Find the acute angle for a sine angle?

[wduk]

Hello

I have a sin theta = - 1/2sqrt(2)

And my book says that therefore sine phi = 1/sqrt(2).

This isn't obvious to me. Unless i am dealing with simple fractions of pi i don't quite know how i would have known that the acute angle was 1/sqrt(2). Can some one explain how this is worked out properly so i can use it for any future angle. Unless this is some kind of special angle and so it is generally known without calculating ?

 

[ksdhart2]

Well, based solely on the information included in your post, there's literally no way to know how they arrived at the answer of \(\displaystyle sin(\phi)\) as we don't know how the angles \(\displaystyle \theta\) and \(\displaystyle \phi\) are related. However, I'm willing to go out on a limb and assume that included in the problem was a right triangle, with the two unknown angles labelled \(\displaystyle \theta\) and \(\displaystyle \phi\) respectively. Assuming that is the correct interpretation, we can go fairly easily from \(\displaystyle sin(\theta)\) to \(\displaystyle sin(\phi)\) by using known properties of inverse trig functions and angles of triangles. Start with the given:

\(\displaystyle sin(\theta)=-\dfrac{1}{2} \sqrt{2}\)

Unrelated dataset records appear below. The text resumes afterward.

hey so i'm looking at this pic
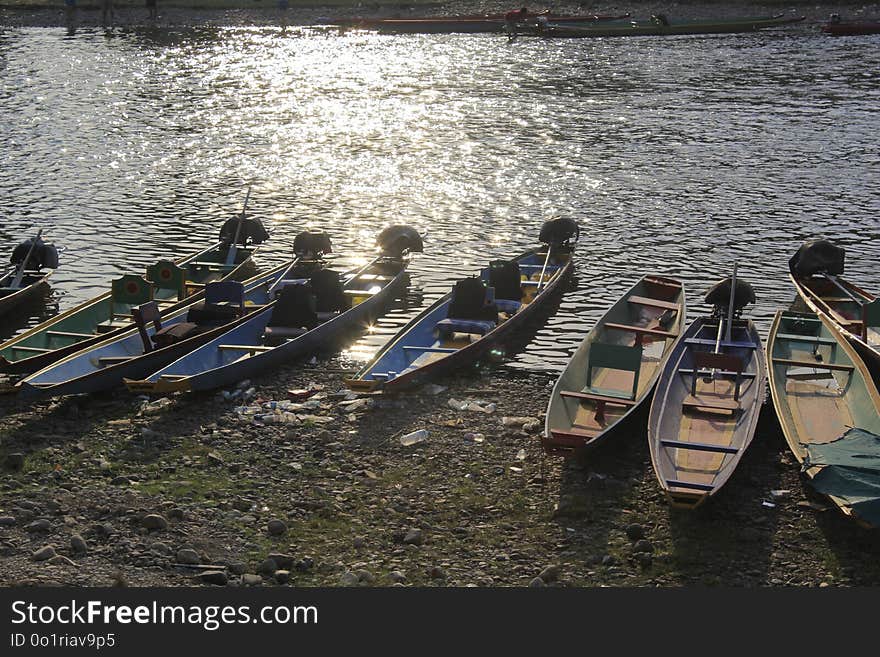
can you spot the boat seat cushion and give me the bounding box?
[186,301,241,325]
[436,318,495,337]
[153,322,205,348]
[495,299,521,314]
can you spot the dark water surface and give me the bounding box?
[1,25,878,372]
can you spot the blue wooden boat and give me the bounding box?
[344,219,578,393]
[0,213,268,375]
[124,226,423,394]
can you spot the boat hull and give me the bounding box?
[0,242,257,375]
[16,263,287,399]
[544,275,686,456]
[347,247,573,393]
[821,21,880,35]
[766,310,880,527]
[648,316,766,507]
[126,260,409,394]
[0,271,51,317]
[516,14,805,38]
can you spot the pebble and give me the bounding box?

Take the inverse sine of both sides:

\(\displaystyle sin^{-1}(sin(\theta))=sin^{-1} \left(-\dfrac{1}{2} \sqrt{2} \right) \implies \theta = \text{???}\)

Then you know that the three angles in a triangle must add up to 180 degrees, so:

\(\displaystyle \phi = 180^{\circ}-(90^{\circ}+\theta)\)

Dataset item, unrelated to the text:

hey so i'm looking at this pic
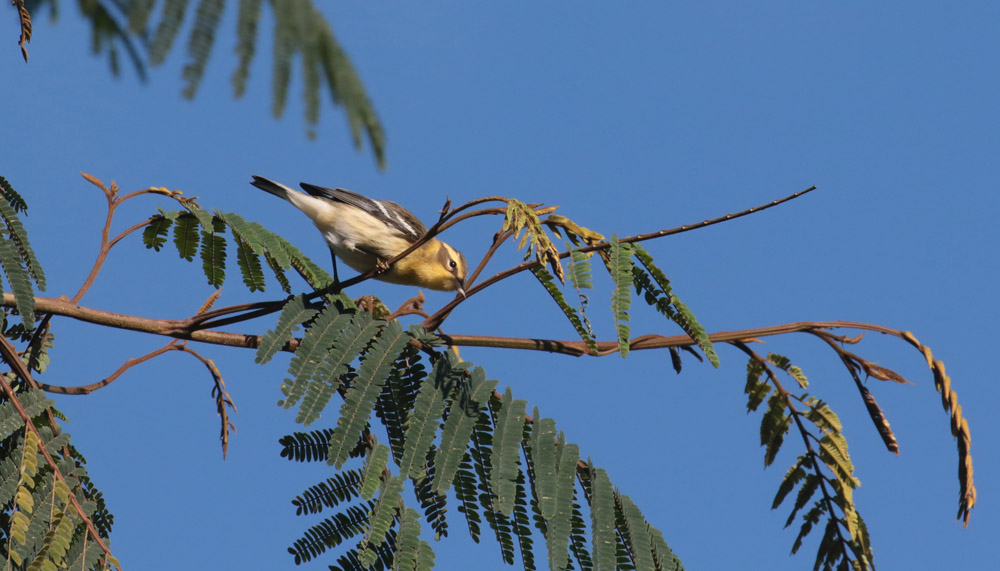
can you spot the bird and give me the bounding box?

Or, if you prefer radians:

\(\displaystyle \phi = \pi-(90+\theta)\)

 

[wduk]

Okay i got the answer in the end after that post, thank you

I think you meant to put pi/2 not 90 in your radians equation for phi right ?

 

[ksdhart2]

Okay i got the answer in the end after that post, thank you

I think you meant to put pi/2 not 90 in your radians equation for phi right ?

Ah, yes, you're correct. I got a bit mixed up in my transition between degrees and radians. Glad you understood what I meant though.